Fès : Installation des membres du Conseil supérieur

Fès : Installation des membres du Conseil supérieur

C’est un organe de gouvernance clé de la Fondation Mohammed VI des ouléma africains

L’une des principales missions de cet organe est d’unifier et coordonner les efforts des ouléma musulmans, au Maroc et dans les autres Etats africains, en vue de faire connaître les valeurs de l’Islam tolérant, de les diffuser et de les consolider.

C’est un événement qui fera date. Les membres du Conseil supérieur de la Fondation Mohammed VI des ouléma africains ont été installés mardi dernier à Fès. En effet, le Conseil supérieur est un organe de gouvernance clé de la Fondation. Il est notamment chargé, conformément à l’article 12 du dahir n°1-15-75 du 7 Ramadan 1436 (24 juin 2015) portant création de la Fondation Mohammed VI des ouléma africains, des affaires générales de la Fondation. Dans ce sens, le Conseil délibère sur toutes les questions qui intéressent la Fondation et prend toutes les décisions à même de lui permettre la réalisation de ses objectifs comme la définition des orientations générales de la Fondation, l’étude et l’approbation du programme d’action annuel, du projet du budget et du projet du règlement intérieur de la Fondation.

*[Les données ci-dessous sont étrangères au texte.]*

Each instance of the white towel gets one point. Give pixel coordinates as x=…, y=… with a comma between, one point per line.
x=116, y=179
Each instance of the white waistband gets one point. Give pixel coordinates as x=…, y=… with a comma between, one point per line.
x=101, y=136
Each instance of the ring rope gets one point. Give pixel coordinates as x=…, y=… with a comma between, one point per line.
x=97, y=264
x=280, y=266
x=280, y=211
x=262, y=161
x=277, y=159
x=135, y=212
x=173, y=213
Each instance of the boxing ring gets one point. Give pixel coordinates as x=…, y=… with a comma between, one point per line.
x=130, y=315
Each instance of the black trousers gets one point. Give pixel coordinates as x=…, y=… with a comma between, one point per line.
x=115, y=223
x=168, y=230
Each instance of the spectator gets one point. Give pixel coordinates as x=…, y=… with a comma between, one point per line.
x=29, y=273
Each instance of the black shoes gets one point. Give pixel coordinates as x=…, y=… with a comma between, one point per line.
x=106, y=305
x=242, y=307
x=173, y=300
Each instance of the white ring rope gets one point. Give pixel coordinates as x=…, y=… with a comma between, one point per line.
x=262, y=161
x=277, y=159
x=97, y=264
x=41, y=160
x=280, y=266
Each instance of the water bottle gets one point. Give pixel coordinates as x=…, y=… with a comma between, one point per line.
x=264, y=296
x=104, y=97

Il étudie également les affaires qui lui sont soumises par le président de la Fondation, les candidatures des nouveaux membres qu’il soumet au président de la Fondation, et approuve le rapport annuel des activités de la Fondation et le rapport financier. Il prend aussi connaissance du rapport établi par l’expert-comptable sur la situation comptable de la Fondation. En plus du président délégué de la Fondation en qualité de président, le Conseil supérieur est composé de tous les membres de la Fondation. Il se réunit sur convocation de son président, au moins une fois par an et chaque fois qu’il est nécessaire. La convocation est accompagnée de l’ordre du jour de la réunion et est transmise aux membres un mois au moins avant la date de la tenue de la réunion. L’une des principales missions de cet organe est d’unifier et coordonner les efforts des ouléma musulmans, au Maroc et dans les autres Etats africains, en vue de faire connaître les valeurs de l’Islam tolérant, de les diffuser et de les consolider.

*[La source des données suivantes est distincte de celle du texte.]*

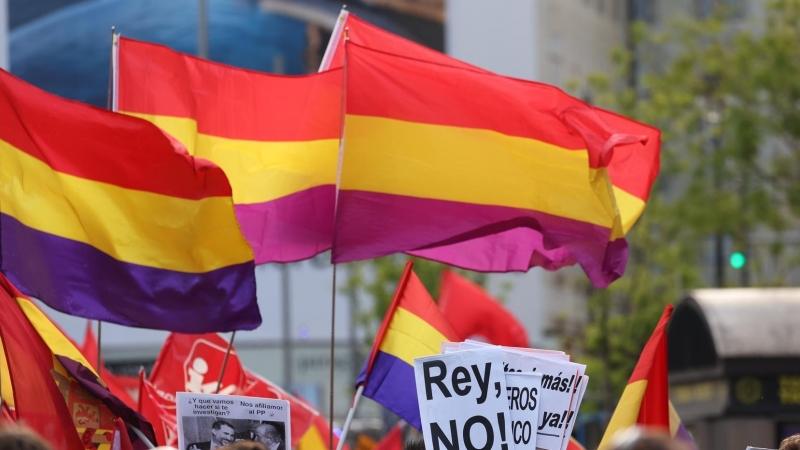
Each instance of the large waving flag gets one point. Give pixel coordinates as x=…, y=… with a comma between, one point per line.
x=436, y=156
x=633, y=169
x=413, y=327
x=645, y=401
x=471, y=311
x=97, y=227
x=276, y=138
x=55, y=391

Cette institution a pour objectifs de prendre toute initiative permettant d’intégrer les valeurs religieuses de tolérance dans toute réforme à laquelle est subordonnée toute action de développement en Afrique, que ce soit au niveau du continent qu’au niveau de chaque pays, d’animer l’action intellectuelle, scientifique et culturelle en rapport avec la religion musulmane, de consolider les relations historiques qui lient le Maroc aux autres Etats africains et de veiller à leur développement. Elle œuvre également en faveur de l’institution de centres et d’établissements religieux, scientifiques et culturels, la revitalisation du patrimoine culturel islamique africain commun, en le faisant connaître et en œuvrant à sa diffusion, sa conservation et sa sauvegarde, outre l’instauration de relations de coopération avec les associations et les organismes poursuivant les mêmes objectifs. La Fondation Mohammed VI des ouléma africains se veut un espace pour l’effort d’ijtihad, afin de tirer bénéfice, de manière circonstanciée et selon les possibilités offertes, du modèle de gestion du fait religieux tel qu’initié par SM le Roi, Amir Al Mouminine, dans ses volets relatifs à la pensée, à l’encadrement et aux prestations de service.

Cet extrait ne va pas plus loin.